Going Above and Beyond to Provide Responsible Lending
It’s very important for the POS finance industry to take the lead in making sure consumers and merchants are protected and that they have all the information they need at their fingertips. In the absence of immediate, stricter formal regulation for the industry, DivideBuy and many other POS finance providers have done exactly that — going above and beyond current FCA guidelines to implement best practices and standards to ensure the consumer remains protected and front of mind.
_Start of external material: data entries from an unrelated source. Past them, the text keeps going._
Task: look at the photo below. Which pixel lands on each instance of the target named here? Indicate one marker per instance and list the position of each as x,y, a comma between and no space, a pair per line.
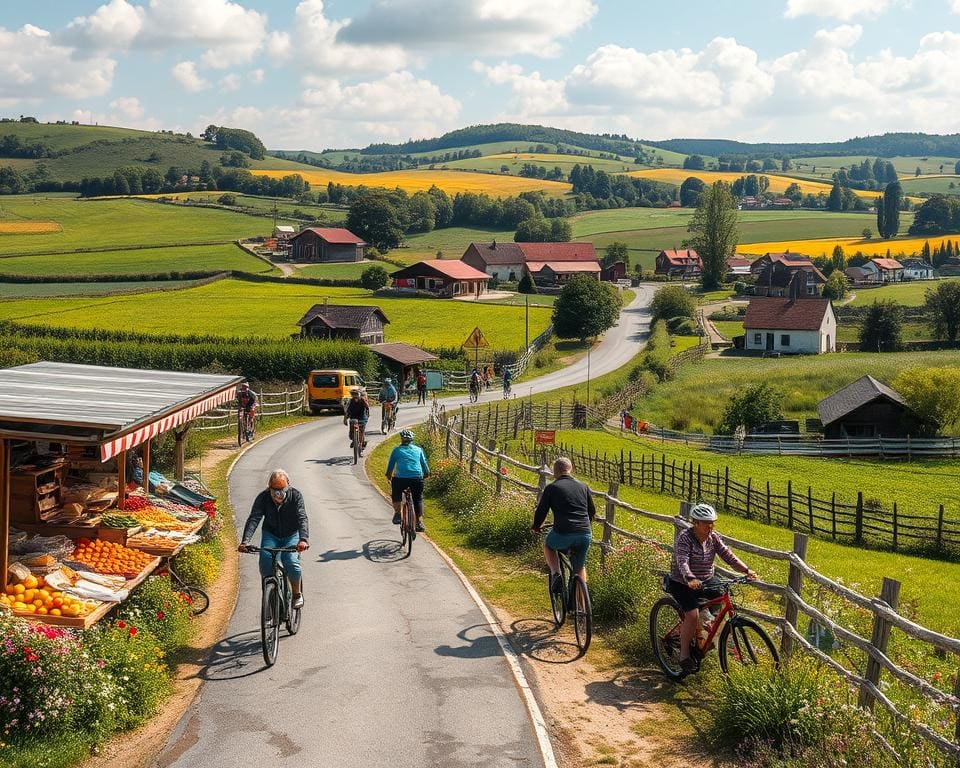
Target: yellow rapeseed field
450,182
850,245
28,227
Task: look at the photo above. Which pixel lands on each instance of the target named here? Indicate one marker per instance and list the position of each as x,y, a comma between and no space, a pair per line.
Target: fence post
858,520
889,594
609,520
795,583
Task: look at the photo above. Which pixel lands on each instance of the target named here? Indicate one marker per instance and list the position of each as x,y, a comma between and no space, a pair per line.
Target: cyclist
247,402
407,468
388,394
285,524
691,572
358,408
573,513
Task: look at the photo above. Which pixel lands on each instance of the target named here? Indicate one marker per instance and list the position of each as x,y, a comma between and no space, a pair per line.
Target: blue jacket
409,461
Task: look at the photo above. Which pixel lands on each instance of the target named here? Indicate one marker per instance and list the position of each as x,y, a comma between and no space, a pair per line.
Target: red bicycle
742,640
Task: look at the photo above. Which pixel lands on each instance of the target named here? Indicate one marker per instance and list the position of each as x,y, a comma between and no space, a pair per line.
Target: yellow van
331,389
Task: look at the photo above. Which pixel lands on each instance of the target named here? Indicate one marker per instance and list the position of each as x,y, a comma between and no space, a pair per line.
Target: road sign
545,437
475,340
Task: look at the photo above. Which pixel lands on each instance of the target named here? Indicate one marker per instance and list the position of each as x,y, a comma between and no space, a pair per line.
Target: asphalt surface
394,663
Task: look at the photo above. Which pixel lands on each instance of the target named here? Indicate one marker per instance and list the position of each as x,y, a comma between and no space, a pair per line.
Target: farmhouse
866,409
884,270
323,244
344,321
442,277
679,263
917,269
790,326
503,261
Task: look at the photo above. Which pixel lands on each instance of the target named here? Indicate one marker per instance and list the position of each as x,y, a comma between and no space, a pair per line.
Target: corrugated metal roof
93,400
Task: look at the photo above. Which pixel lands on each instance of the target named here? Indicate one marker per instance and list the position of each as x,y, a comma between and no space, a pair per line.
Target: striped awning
111,448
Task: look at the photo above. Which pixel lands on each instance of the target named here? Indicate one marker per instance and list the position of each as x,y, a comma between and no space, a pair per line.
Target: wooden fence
493,469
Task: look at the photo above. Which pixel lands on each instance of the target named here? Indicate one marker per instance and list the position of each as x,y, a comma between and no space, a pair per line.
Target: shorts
689,598
577,543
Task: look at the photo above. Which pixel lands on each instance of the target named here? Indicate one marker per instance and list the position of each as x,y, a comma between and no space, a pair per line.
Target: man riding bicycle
285,524
692,576
388,394
357,408
407,468
573,513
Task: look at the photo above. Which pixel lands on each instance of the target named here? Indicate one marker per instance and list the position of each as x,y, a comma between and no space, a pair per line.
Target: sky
319,74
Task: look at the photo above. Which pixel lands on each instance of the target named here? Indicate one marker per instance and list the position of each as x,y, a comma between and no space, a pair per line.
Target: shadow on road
384,551
482,646
539,639
234,657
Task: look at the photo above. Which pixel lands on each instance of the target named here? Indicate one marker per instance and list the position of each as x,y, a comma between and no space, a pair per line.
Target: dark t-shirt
572,506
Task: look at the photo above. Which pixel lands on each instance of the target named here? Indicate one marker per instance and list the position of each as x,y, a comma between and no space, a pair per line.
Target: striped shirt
693,560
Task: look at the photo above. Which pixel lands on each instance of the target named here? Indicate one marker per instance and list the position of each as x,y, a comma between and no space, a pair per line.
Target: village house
323,244
684,264
884,270
443,277
917,269
868,408
790,326
344,321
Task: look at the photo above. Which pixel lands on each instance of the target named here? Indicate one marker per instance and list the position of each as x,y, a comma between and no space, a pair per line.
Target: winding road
394,664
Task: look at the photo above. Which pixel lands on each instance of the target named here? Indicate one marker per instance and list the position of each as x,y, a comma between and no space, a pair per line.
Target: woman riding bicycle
692,576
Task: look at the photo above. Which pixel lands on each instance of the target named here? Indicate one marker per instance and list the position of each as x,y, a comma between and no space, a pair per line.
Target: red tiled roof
558,251
887,263
785,314
565,266
337,235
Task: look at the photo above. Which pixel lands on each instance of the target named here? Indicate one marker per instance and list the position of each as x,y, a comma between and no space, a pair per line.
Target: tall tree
892,199
715,232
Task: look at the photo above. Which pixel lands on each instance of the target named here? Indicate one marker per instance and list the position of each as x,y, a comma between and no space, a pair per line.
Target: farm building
442,277
503,261
323,244
679,263
884,270
790,326
917,269
343,321
868,408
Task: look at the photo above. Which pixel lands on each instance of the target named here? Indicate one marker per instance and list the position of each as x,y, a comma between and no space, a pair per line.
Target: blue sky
317,74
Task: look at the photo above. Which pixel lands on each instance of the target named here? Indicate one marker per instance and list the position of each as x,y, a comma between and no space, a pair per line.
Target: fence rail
461,446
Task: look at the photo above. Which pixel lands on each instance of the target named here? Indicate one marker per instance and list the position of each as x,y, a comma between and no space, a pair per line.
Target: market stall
72,543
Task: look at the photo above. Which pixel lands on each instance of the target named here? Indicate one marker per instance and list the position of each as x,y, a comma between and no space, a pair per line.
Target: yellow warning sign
475,340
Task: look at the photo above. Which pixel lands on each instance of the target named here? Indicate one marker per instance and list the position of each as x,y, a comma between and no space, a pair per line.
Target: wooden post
794,582
890,594
609,520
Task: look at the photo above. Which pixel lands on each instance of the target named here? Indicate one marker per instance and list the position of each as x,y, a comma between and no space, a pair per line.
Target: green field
117,223
139,261
238,308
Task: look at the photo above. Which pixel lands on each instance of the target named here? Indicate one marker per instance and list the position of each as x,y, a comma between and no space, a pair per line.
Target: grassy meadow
239,308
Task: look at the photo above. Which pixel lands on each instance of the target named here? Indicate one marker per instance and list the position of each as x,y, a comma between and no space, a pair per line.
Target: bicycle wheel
665,620
293,614
750,646
582,614
270,621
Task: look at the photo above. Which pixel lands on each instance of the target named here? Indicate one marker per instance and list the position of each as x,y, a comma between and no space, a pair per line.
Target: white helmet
703,512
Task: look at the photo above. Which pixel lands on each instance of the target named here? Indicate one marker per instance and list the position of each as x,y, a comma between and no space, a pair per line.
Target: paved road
394,663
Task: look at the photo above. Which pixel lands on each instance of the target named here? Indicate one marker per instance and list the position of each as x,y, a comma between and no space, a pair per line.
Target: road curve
394,663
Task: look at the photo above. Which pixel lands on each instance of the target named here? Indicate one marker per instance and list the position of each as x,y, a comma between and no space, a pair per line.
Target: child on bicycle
573,513
692,576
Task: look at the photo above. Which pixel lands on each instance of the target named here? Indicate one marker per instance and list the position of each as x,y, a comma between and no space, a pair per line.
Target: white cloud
845,10
33,67
185,73
507,26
While many POS finance providers are happy to onboard customers without thorough affordability checks and apply late payment fees to consumers, the merchant still has to deal with loss of items, the financial loss of not receiving repayments and even more fragile profit margins. It is in nobody’s interest to onboard financially delinquent customers or customers with affordability problems.
At DivideBuy, we look at the individual’s past and present circumstances to gain the clearest picture of their financial situation and use “soft search” credit checks during credit applications that won’t harm the applicant’s credit score.
Ensuring due diligence on credit applicants is not the only proactive measure providers can take. We continuously work with our merchant partners to ensure that credit agreements are as clear and transparent as possible, so that consumers know exactly what they’re signing up for, how much they’ll be paying and what help they can access if they fall into financial difficulties.
Any business that relies on penalizing consumers with late payment fees to make their revenues is neither ethical nor sustainable. When provided in transparent, ethical ways and by regulated providers, POS finance can support people at different stages throughout their entire adult lives, helping them to make considered and informed purchasing decisions.
It’s clear that POS finance is here to stay. But by making POS finance as clear and as transparent as possible, regulators, providers and merchants can ensure that consumers are educated and get the safeguards needed to use POS finance in the right and responsible way.
Teresa Byrne is Chief Commercial Officer (CCO) at DivideBuy. She joined the company in December 2021, moving from her role as International Commercial Director at Barclaycard. As CCO Byrne is responsible for positioning DivideBuy as the go-to option for interest-free credit for customers and retailers across the globe, and sharing the company’s vision for responsible lending that supports people during key milestones in their lives. She is also working with her team to continue DivideBuy’s dramatic growth, which has been accelerated by the £300 million investment the company received in September 2021, by encouraging the onboarding of new retailers and creating educated, empowered customers.